Cheftrainer der DDR bekam Dauerausweis für die Baustelle

Allerdings waren es laut Wäschle nicht Spione, die damals in Augsburg unterwegs waren, sondern der Cheftrainer der DDR, Werner Lempert, selbst. Der ging auf die Baustelle des Eiskanals und machte Fotos, Zeichnungen und Messungen. Und weil er sich einfach als „Cheftrainer“ vorstellte, bekam er sogar einen Dauerausweis für die Baustelle. "Er hat ja nicht gesagt, für wen. Aus seiner Position raus war er akzeptiert und durfte ohne Einschränkungen die ganze Zeit die Baustelle betreten. So hat er es zumindest auch selbst geschildert", schmunzelt Klaus Wäschle.

Schreibmaschinen mit kyrillischen Schriftzeichen

Für die DDR hat sich der Aufwand gelohnt: Alle vier Goldmedaillen, die in Augsburg damals zu holen waren, gingen an ihre Kanuten. Die Bundesrepublik landete auf den Rängen dahinter. Dass die Pressevertreter damals über diese Erfolge berichten konnten, dafür war Klaus Wäschle zuständig. Er war der Herr über das Pressezentrum – 1972 ein großer Raum mit 50 Plätzen, 50 Schreibmaschinen und Papier. Aus heutiger Sicht eine spartanische Ausstattung, doch auch dabei lief nicht alles glatt.

"Auch 50 Jahre danach kann niemand sagen, was da genau passiert ist", wundert sich Klaus Wäschle.
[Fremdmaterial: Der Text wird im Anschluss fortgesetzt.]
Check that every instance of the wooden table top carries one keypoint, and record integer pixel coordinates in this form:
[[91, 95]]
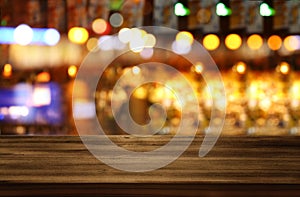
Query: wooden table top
[[32, 161]]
Aber als er kurz vor Beginn der Olympischen Spiele die Lieferung der Schreibmaschinen in Empfang nahm, hatten 30 davon eine kyrillische Tastatur. Damals blieb ihm nur der Griff zum Telefon: "Wie haben telefoniert mit Kollegen beim Ringen, beim Gewichtheben, den Sportarten, bei denen russische Sportler dominierend sind", erinnert sich Wäschle. Über einen Ringtausch der Schreibmaschinen und durch Hilfe aus München hatten am Ende dann alle Pressevertreter ihre Schreibmaschine in der richtigen Schrift.
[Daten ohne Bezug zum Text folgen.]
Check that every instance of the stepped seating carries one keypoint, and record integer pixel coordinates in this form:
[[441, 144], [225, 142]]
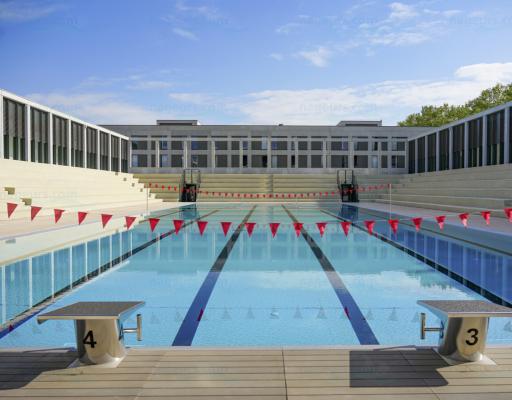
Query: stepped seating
[[234, 183], [159, 180], [472, 190], [71, 189]]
60.000 Besucher bei den Olympia am Augsburger Eiskanal

Viele der Dinge, die damals passiert sind, wären heute wohl nicht mehr möglich. Und auch Klaus Wäschle würde sich heute wohl nicht mehr so verschätzen, wie damals. Noch einen Tag vor Beginn der Wettkämpfe rechnete er mit rund 15.000 Besuchern am Augsburger Eiskanal. Es kamen aber insgesamt rund 60.000. "Viele Augsburger Familien haben das zu einem Picknickausflug genutzt, weil das ja im Siebentischwald wunderschön liegt, und sich auch die Wettbewerbe angesehen."
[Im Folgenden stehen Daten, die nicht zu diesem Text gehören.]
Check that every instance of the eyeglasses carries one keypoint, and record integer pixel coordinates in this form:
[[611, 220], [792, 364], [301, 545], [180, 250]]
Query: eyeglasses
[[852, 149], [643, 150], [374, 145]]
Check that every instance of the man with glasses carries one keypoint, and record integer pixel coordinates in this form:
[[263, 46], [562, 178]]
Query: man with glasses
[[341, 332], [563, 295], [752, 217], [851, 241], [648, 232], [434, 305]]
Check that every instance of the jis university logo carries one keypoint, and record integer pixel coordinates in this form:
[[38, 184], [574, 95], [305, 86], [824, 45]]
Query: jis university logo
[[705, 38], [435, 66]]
Bei der Kanu-WM 2022 hofft Klaus Wäschle nun auf einen ähnlichen Besucheransturm und eine ebenso gute Stimmung unter den Zuschauern. Er selbst ist auch 50 Jahre nach Olympia beteiligt und führt durch den großen Tag der Legenden, bei dem sich die Olympia-Kanuten aus Deutschland, den USA, Großbritannien und Polen in Augsburg treffen und in Erinnerungen schwelgen.